Thanks. I just LOVE them to pieces! Tomorrow I am getting my FN and cant wait to see them in it! I of course have to cover it with hardware cloth so they cant slip out.
Ive only had my two sister rats for about 10 days and they already are super friendly and LOVE to come out and hang out on my shoulder. Baby is also way friendly and loves to come out.


----------



## KayRatz (Apr 5, 2007)

I would guess the second is a bareback and the first, a BEW with a small patch like Poppyseed said.


----------



## fallinstar (Nov 26, 2006)

aww they are so cute


----------



## DonnaK (Feb 8, 2007)

I think they might be the cutest rats I have ever seen!! (no offense to anyone else's rats - including my own )


----------



## ratvocate (May 15, 2007)

aww thanks Donna. I just love them so much already!

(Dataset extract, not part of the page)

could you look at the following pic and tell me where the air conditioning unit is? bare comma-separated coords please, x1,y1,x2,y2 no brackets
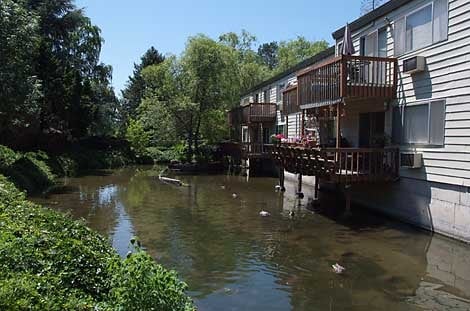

My chihuahua loves them too and tonight they all played so cute together.


----------



## Nazarath (Feb 20, 2007)

*I agree with poppyseed nibbles looks like a bearback, then Baby looks like she could be a Baldie only she doesn't quite have the "right" markings for it. *


----------



## ratvocate (May 15, 2007)

Hey Naz or anyone else out there, Where can I find info on the coat markings? Id like to find out more about the different coats and types of rats out there. Thanks cindy


----------



## Dimitrius (Mar 19, 2007)

http://www.afrma.org/fancyrm.htm

Cute ratties, by the way!


----------



## ratvocate (May 15, 2007)

thanks Dimitrius!


----------



## rasin (Apr 28, 2007)

to cute, that lil grey spot on baby is just great!


----------



## Poppyseed (Feb 1, 2007)

I've never seen a rat like Baby, I think her markings and being a black eyed white is quite rare. Good find!


----------



## ratvocate (May 15, 2007)

Yeah she stole my heart from the get go! She is very friendly and has been from day one. She never runs or hides from me when I go to get them all out. I have 3 girls and all are sweet, with only one being a bit skiddish when I try to take her out. Once out though she is a doll as well!


----------